Asian Sr Fencing: South Korea, Kazakhstan clinch Women's Sabre and Men's Epee Team gold
New Delhi, June 23 (IANS) South Korea emerged on top in the Women's Sabre while Kazakhstan bagged gold in the Men's Epee competitions on the fifth day of competitions in the 26th Asian Senior Fencing Championship 2026 at Bharat Mandapam in New Delhi on Tuesday.
Day 5 marked a massive shift in intensity as individual campaigns dissolved into high-stakes, unified team strategies.
With national pride on the line and crucial qualification points for the Aichi-Nagoya Asian Games up for grabs, the strip witnessed tactical masterclasses, heartbreaking collapses, and the unmatched depth of Asia's fencing elite. The team knockout grids brought out the absolute best in the continental heavyweights, where the mental fortitude required to anchor a 45-touch relay separated the champions from the contenders.
The Women's Sabre team event was a breathless showcase of blistering momentum shifts and strategic substitutions. Spearheaded by individual silver-medalist Choi Sebin, the South Korean squad put on an absolute clinic in right-of-way dominance all the way to the finals. Led by individual continental champion Sano Yui, the Japanese team mounted a brilliant tactical resistance throughout the knockout stages to reach the final. Both teams went head-to-head in a gold medal bout that radiated pure class rotation after rotation, ultimately ending with the South Korean team claiming the gold medal.

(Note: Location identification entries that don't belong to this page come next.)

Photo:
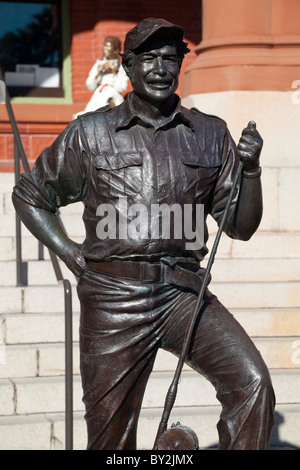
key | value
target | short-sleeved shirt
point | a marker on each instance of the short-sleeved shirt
(133, 177)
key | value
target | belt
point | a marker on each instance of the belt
(146, 272)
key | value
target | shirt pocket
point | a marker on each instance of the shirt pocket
(119, 174)
(199, 175)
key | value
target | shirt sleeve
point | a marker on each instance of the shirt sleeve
(91, 81)
(58, 177)
(121, 80)
(224, 184)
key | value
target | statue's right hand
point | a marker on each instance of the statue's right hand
(74, 259)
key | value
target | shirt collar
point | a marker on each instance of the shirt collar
(129, 116)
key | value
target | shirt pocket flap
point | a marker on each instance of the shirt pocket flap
(200, 161)
(116, 161)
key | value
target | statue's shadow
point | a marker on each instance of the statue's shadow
(276, 442)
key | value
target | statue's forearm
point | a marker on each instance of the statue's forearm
(45, 226)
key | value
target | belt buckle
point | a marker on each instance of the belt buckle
(150, 272)
(142, 271)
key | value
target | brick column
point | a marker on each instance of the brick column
(246, 45)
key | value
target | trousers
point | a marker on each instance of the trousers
(123, 323)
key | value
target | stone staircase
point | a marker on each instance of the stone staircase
(258, 281)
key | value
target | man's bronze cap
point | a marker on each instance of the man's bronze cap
(148, 27)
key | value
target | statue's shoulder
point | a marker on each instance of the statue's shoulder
(196, 111)
(91, 115)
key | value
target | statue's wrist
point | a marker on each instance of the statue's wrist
(251, 174)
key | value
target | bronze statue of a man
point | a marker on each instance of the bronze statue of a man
(126, 164)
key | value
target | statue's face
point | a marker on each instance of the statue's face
(155, 71)
(108, 50)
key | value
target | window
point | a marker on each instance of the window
(33, 48)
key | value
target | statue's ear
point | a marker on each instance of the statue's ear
(127, 69)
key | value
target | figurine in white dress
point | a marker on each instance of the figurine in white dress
(107, 78)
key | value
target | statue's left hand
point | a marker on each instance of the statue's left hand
(249, 147)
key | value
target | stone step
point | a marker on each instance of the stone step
(224, 270)
(265, 245)
(47, 431)
(203, 420)
(235, 295)
(257, 295)
(194, 390)
(48, 359)
(35, 299)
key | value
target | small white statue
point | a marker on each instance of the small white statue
(107, 78)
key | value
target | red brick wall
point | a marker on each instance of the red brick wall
(90, 22)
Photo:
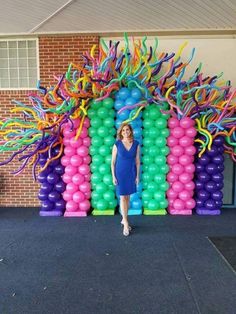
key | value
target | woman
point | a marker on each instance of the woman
(125, 166)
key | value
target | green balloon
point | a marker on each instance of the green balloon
(104, 169)
(108, 103)
(97, 141)
(98, 160)
(96, 122)
(102, 204)
(160, 123)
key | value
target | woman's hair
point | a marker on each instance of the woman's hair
(119, 132)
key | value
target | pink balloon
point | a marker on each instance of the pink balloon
(185, 160)
(87, 177)
(177, 150)
(185, 177)
(84, 206)
(86, 122)
(71, 170)
(190, 204)
(85, 187)
(78, 197)
(72, 206)
(171, 159)
(75, 143)
(186, 122)
(179, 204)
(184, 195)
(87, 141)
(67, 196)
(189, 168)
(71, 187)
(66, 178)
(189, 186)
(177, 169)
(65, 161)
(66, 141)
(78, 179)
(171, 194)
(87, 159)
(82, 151)
(172, 177)
(190, 150)
(76, 160)
(191, 132)
(173, 122)
(177, 132)
(84, 132)
(185, 141)
(69, 151)
(84, 169)
(68, 133)
(172, 141)
(177, 186)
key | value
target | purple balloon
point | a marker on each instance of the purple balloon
(210, 186)
(203, 177)
(217, 177)
(217, 196)
(42, 196)
(60, 186)
(204, 160)
(53, 178)
(47, 205)
(46, 187)
(60, 205)
(54, 196)
(218, 159)
(59, 169)
(211, 168)
(203, 195)
(210, 204)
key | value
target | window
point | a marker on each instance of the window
(19, 64)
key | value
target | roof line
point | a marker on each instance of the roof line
(50, 16)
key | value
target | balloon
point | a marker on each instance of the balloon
(78, 197)
(76, 160)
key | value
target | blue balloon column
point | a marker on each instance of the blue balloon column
(130, 97)
(209, 179)
(52, 186)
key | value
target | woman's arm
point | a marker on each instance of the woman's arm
(137, 160)
(113, 161)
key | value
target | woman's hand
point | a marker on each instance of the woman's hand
(114, 180)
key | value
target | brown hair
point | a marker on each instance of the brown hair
(119, 135)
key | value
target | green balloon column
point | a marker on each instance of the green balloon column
(155, 168)
(102, 132)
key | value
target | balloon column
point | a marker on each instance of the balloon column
(155, 167)
(125, 100)
(102, 134)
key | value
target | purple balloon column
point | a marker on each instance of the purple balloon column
(209, 179)
(52, 186)
(180, 160)
(77, 175)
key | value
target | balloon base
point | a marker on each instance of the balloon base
(109, 212)
(184, 212)
(208, 212)
(75, 214)
(156, 212)
(52, 213)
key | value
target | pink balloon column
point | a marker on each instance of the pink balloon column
(180, 160)
(77, 175)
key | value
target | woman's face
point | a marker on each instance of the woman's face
(126, 132)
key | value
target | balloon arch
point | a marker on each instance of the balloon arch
(184, 126)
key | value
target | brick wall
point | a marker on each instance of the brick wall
(55, 54)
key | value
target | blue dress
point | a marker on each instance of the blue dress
(125, 168)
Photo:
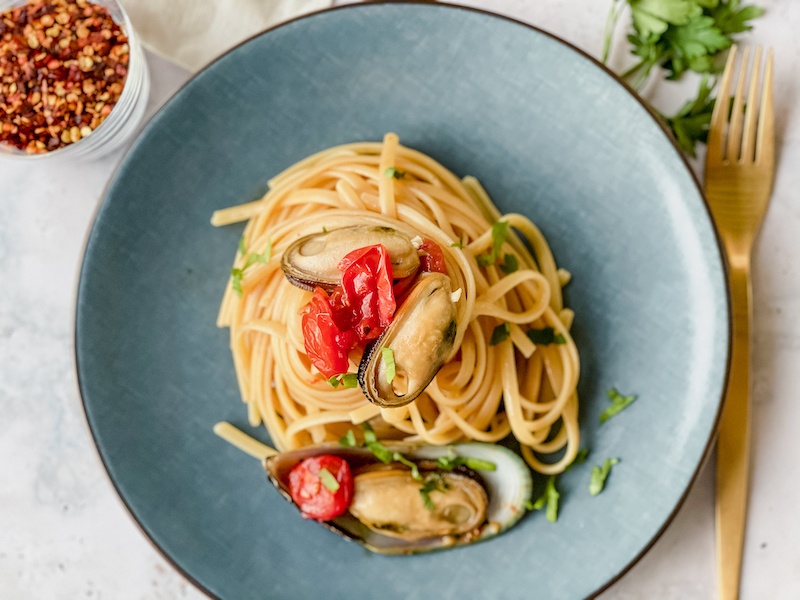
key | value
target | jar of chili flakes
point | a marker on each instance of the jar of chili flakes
(73, 78)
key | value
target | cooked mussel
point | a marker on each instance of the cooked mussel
(389, 514)
(420, 338)
(313, 259)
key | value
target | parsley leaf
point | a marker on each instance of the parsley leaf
(618, 403)
(510, 264)
(690, 124)
(236, 280)
(499, 235)
(545, 336)
(500, 334)
(381, 452)
(348, 380)
(451, 461)
(348, 440)
(237, 274)
(599, 475)
(675, 36)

The full-body target area of Men's Epee translated into a slow-burning, agonisingly tense chess match where a single positional error could cost an entire match. The Japanese epee team—anchored by individual champion Yamada Masaru and the brilliant timing of Olympic gold medalist Kano Koki—operated like a finely tuned machine to cruise into the finals.
Meeting them there were the Kazakh giants, led by the veteran poise of Ruslan Kurbanov, who marched ruthlessly through the bracket.
The Indian Women's Sabre team entered the direct elimination grid looking to weaponise their depth, relying on a mix of veteran international experience and young local energy. C.A. Bhavani Devi anchored the team with her signature aggressive flèche attacks, picking up crucial multi-touch deficits during her relays, while teammates Shreya Gupta, Jefarlin J.S., and Shruti Joshi fought valiantly to hold the line, matching the fierce blade-speed of their opponents in the early rotations.
While they were ultimately locked out of the deep medal rounds by a heavily favoured East Asian roster, their collective technical synergy and point aggregation proved that India’s women’s sabre core is rapidly closing the gap against the region's elite.
Facing a gruelling relay format in a weapon heavily dominated by towering Central Asian and Japanese systems, the Indian Men's Epee squad brought immense grit to the piste.
Individual standout Joseph Bennet teamed up with Sherjin Rajendran Shanthimol, Aloshious Koovakkal Joshy, and Shaurya Ashwini to tackle a highly tactical grid focused heavily on passivity management and lower-body target defense.